# BitTorrent Problem



## JohnLWebb (Jun 12, 2009)

I simply can not get BitTorrent to work on my FreeBSD 7.2 fresh install. I have tried KTorrent and Azureus. 

I have forwarded the ports correctly and played with uPnP trying it both enabled and disabled. 

Everyone's first inclination seems to be forward ports properly but, I have checked and rechecked and I know I am doing it properly because it works for my other systems.

Then it seems people start thinking maybe it a firmware problem. I'm running a Linksys WRT54GS v1 with firmware upgrade to 4.71. I have also tried DD-WRT with no luck.

For a second, I thought maybe there was a default software firewall in FreeBSD 7.2 that I didn't know about but I don't think thats the case because all my other services seem to work fine.

Also, my proviver does not block BitTorrent since it works on my other computers.
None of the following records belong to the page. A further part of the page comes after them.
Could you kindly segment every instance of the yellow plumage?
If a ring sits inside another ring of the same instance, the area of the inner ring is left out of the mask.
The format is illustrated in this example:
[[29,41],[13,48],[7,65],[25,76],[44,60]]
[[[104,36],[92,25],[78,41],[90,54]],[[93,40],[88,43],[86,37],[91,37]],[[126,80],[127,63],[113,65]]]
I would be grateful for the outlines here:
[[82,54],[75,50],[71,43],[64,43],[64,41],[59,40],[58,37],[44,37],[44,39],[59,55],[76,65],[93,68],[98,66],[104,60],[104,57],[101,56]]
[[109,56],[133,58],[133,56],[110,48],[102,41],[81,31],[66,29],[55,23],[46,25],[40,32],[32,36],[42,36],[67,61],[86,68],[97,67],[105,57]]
Does anyone have any idea how I could proceed troubleshooting this problem?


----------



## JohnLWebb (Jun 12, 2009)

More info--

Using the DD-WRT firmware now and I can definately see that the traffic is being detected and forwarded to the correct internal ip address.


----------



## JohnLWebb (Jun 13, 2009)

P 
It just started working. I left it alone for about 45 minutes and it just started working.


----------